Find all the functions for which $f(x^{2})-f(y^{2})=(x+y)(f(x)-f(y)):\forall x, y\in\mathbb{R}$

Question

Hey guys I need help on solving the following problem Find all the functions for which : $$f(x^{2})-f(y^{2})=(x+y)(f(x)-f(y)):\forall x, y\in\mathbb{R}$$ I started with taking $x=y$, and there you see that the both sides are equal to $0$, therefore the solution is the function $y=x$, but after that I can't prove that that is the only solution (if it is the only).

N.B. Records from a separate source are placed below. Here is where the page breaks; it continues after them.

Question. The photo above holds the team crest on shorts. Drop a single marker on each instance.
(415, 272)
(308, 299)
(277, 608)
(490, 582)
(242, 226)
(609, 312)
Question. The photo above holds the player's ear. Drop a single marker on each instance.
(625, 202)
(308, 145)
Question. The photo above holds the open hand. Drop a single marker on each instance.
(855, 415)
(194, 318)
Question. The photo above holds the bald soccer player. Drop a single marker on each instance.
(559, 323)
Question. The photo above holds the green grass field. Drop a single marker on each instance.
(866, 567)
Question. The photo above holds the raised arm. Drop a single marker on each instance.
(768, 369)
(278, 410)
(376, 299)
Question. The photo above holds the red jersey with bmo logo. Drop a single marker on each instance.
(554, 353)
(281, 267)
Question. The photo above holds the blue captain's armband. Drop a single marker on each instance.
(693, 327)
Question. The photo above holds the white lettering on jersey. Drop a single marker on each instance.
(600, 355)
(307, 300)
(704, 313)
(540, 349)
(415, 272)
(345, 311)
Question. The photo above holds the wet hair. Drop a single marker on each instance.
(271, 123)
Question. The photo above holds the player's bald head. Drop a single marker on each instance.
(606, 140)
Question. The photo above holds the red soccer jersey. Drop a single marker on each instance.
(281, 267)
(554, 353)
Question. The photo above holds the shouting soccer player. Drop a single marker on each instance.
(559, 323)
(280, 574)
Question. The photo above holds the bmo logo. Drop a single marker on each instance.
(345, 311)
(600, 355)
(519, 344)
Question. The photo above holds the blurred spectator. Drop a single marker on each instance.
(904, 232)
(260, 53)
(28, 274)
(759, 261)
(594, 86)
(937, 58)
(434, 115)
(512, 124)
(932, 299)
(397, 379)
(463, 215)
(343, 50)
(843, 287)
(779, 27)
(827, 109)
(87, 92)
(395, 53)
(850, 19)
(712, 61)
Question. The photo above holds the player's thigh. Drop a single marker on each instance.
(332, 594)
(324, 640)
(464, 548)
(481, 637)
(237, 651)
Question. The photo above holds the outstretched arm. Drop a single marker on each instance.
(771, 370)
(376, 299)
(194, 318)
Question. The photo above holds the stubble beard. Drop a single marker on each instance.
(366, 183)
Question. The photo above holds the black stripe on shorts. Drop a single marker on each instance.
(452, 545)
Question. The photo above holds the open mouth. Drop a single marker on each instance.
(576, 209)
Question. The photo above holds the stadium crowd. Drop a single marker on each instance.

Would appreciate some help, thanks.

Answer 1

We suppose $f(0)=0$. With $y=0$ we obtain $f(x^2)=xf(x)$. Thus $$ xf(x)-yf(y)=f(x^2)-f(y^2)=(x+y)(f(x)-f(y))=xf(x)-xf(y)+yf(x)-yf(y)\implies\\ yf(x)=xf(y) $$ for all $x,y\in\mathbb{R}$. With $y=1$ this yields $f(x)=f(1)x$ thus $f$ is of the form $f(x)=cx$ for some constant $c$. We see that whatever the value of $c$ such a function satisfies the equation. If $f(0)\neq 0$, we see that $g(x)=f(x)-f(0)$ still satisfies the equation and $g(0)=0$ so $g(x)=cx$ and thus all solutions are of the form $f(x)=cx+a$ for constants $c$ and $a$.